I don't know the circumstances surrounding Texas' decision to secede in the ACW, but maybe if you have more pre-war German immigration (the Germans were generally anti-slavery), and further, those immigrants clustered in the Hill Country or around El Paso, you could have a West Virginia-style counter-secession.
Earlier, a different settlement to the Oregon Territory (both Washington, Oregon and/or Idaho admitted as states right away instead of Washinton remaining a territory until 1889 and Idaho until 1890) could result in an increased number of free states, which pre-war would mean a need for a corresponding increase in the number of slave states. Postwar, (assuming that Reconstruction and Jim Crow proceed as OTL) when both resulting states are readmitted to the Union, the Southern Democrats would have two more Senators to obstruct civil rights legislation, and perhaps tip the 1968 election from Nixon to Humphrey, since there will probably be two to four more Wallace electors (of course this timeline probably butterflies away the career of LBJ, but the issues of the time would probably be roughly equivalent and someone like Wallace would likely arise for racist sentiment to coalesce around).
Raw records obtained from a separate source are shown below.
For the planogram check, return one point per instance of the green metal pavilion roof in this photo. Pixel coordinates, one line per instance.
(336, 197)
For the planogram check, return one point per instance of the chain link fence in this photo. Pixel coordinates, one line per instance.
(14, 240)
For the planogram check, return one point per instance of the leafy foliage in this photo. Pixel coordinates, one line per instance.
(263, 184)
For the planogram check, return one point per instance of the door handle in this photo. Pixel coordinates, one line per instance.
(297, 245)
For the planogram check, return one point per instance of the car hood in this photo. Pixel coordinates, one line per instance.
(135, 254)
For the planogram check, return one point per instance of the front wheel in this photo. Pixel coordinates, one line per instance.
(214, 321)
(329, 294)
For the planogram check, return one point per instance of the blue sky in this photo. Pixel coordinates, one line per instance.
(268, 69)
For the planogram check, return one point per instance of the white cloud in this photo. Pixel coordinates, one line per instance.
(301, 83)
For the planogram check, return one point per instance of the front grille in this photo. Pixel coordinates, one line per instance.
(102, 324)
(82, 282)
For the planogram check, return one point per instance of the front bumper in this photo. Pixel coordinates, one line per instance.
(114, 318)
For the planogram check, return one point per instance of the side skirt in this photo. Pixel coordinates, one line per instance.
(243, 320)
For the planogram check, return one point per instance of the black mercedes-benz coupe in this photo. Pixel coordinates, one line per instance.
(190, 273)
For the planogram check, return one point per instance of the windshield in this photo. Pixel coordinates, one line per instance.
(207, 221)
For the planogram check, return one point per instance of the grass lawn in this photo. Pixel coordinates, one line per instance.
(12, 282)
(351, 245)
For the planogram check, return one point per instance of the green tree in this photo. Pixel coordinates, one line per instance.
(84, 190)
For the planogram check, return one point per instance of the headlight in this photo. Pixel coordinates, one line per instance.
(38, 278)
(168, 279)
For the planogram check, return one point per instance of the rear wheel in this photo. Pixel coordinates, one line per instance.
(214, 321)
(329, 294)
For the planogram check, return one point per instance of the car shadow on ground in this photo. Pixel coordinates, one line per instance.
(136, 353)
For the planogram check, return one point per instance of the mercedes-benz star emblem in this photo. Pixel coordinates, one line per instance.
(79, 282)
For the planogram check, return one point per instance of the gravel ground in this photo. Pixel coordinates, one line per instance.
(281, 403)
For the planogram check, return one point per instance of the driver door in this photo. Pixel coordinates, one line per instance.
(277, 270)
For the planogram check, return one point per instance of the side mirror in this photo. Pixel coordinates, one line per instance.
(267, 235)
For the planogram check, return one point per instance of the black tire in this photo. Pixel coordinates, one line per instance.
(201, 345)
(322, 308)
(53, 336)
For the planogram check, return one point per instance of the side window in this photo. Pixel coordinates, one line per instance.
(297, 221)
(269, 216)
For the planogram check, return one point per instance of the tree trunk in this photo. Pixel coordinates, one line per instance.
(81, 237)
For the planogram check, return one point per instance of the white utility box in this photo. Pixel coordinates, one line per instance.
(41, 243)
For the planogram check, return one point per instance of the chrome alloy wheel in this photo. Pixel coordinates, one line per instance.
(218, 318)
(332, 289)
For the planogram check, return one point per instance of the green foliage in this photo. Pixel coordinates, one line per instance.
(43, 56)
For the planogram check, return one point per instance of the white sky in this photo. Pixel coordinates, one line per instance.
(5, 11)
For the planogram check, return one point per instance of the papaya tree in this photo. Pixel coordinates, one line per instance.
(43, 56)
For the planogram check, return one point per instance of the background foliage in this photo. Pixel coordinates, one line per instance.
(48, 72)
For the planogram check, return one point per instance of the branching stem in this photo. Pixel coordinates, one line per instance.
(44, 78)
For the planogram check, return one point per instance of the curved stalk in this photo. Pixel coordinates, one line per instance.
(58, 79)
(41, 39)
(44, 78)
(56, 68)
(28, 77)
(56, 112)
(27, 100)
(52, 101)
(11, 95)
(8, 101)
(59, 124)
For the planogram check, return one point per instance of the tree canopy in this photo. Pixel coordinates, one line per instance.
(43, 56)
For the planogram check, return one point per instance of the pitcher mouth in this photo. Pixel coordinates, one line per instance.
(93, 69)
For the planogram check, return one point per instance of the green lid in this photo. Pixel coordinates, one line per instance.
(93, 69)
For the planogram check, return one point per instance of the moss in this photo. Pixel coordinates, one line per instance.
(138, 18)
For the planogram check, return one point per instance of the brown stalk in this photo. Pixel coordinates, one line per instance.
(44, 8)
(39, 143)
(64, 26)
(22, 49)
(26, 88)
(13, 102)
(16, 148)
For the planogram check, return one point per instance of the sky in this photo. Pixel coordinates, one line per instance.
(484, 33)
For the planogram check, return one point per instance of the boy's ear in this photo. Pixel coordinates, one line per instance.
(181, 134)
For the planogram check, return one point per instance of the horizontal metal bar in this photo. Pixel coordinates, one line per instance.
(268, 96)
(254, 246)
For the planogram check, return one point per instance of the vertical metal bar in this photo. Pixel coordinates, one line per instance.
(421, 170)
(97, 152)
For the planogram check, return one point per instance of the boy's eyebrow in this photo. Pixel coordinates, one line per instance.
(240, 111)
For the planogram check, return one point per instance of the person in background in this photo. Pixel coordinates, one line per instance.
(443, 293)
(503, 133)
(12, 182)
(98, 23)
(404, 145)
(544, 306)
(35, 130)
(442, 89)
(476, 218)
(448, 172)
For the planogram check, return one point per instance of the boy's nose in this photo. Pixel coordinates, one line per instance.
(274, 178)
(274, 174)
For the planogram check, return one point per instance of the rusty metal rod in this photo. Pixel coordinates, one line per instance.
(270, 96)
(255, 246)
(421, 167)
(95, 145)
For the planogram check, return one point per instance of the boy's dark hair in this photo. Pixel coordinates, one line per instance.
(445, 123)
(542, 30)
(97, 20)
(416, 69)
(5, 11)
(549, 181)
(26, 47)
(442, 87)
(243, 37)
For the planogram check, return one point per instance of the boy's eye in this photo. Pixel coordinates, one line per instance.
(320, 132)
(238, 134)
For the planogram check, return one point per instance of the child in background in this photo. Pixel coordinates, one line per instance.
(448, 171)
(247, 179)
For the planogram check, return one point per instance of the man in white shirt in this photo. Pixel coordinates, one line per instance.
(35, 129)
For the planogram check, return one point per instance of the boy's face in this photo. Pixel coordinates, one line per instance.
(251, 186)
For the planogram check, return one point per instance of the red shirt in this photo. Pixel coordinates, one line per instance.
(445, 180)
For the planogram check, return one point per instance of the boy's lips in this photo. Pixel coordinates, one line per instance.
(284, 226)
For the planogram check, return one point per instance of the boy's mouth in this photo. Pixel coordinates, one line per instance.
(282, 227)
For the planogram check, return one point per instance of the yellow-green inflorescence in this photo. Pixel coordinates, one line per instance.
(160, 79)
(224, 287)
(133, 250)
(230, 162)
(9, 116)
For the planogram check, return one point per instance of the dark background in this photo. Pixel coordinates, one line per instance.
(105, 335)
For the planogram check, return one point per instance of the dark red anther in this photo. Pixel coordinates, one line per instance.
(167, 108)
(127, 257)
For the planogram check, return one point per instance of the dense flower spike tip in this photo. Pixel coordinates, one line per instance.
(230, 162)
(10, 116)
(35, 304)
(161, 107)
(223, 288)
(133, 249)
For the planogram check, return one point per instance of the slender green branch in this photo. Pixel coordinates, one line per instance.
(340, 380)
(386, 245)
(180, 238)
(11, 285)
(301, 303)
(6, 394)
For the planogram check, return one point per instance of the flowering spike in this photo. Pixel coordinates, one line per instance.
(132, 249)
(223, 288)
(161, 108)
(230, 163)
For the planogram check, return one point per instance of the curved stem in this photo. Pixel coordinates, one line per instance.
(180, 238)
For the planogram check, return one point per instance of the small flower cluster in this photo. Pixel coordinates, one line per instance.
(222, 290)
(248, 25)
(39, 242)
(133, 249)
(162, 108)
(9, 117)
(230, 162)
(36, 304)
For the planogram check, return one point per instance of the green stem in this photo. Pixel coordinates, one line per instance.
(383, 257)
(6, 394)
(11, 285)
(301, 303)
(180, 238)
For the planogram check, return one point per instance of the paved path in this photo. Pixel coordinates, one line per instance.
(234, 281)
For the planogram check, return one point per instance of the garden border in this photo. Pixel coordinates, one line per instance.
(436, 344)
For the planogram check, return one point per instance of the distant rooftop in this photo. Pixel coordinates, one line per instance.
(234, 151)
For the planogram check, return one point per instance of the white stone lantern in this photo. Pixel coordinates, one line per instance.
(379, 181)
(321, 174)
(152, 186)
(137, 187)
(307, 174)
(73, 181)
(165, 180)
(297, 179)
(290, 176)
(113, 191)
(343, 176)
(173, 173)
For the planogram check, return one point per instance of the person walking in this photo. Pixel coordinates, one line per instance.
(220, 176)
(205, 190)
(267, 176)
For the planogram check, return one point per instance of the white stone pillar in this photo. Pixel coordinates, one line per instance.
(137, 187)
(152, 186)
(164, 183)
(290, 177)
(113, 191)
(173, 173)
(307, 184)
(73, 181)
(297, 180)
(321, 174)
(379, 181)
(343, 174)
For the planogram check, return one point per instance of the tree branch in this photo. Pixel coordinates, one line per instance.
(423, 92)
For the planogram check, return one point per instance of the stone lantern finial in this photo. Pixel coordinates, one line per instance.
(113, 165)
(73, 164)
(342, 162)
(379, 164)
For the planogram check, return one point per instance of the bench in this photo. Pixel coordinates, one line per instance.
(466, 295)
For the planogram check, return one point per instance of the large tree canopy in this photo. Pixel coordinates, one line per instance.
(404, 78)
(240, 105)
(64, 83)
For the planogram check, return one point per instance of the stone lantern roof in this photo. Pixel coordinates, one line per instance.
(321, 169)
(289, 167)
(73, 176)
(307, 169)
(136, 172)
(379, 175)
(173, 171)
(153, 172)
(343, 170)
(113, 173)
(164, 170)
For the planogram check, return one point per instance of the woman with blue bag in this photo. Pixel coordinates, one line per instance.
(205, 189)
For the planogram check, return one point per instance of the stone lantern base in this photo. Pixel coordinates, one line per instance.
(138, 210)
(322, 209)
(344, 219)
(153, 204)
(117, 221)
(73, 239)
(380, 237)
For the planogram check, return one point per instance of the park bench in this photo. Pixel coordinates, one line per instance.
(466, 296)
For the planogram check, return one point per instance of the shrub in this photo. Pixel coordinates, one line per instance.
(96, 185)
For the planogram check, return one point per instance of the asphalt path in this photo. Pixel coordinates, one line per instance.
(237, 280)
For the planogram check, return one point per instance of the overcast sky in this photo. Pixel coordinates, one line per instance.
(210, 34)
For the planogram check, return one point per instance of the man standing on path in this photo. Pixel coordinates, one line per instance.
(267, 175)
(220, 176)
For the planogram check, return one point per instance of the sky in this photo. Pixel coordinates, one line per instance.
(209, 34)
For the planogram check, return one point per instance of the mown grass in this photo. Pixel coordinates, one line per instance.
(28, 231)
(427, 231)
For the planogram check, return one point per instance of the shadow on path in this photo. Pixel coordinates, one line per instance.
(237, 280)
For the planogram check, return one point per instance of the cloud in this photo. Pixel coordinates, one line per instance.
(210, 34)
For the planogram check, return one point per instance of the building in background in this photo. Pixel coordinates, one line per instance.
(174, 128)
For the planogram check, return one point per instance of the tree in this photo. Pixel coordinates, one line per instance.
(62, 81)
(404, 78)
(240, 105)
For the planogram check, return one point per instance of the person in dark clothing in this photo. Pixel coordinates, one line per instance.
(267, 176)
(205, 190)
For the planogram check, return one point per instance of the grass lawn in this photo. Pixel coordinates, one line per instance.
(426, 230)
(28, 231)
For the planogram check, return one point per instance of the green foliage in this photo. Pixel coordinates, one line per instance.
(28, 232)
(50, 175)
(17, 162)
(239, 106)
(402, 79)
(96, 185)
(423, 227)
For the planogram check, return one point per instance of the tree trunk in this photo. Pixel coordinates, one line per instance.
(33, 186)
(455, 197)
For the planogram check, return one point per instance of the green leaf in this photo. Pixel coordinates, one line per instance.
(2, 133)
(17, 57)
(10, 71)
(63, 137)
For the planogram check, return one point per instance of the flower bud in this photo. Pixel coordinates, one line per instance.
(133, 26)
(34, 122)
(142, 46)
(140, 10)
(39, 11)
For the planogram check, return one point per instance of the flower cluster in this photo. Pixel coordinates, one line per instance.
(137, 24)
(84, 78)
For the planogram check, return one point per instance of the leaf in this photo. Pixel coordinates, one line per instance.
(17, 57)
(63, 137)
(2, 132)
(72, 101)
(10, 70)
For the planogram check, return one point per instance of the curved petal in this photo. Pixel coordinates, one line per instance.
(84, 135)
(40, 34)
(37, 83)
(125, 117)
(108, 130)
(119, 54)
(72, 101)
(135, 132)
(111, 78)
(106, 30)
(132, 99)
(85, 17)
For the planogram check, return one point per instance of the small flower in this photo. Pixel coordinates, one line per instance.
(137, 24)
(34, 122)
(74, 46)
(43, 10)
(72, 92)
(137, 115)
Depending on where the intra-Texas borders are, the early 1900s oil strikes will probably only benefit the state in whose territory the derricks happen to sit, and a correspondingly smaller state government is easier to corrupt. So you might wind up with an ultra-rich West Texan oil oligarchy with a poorer eastern neighbor. Houston, being the last inland city accessible by sea, however, would still probably become a wealthy energy hub.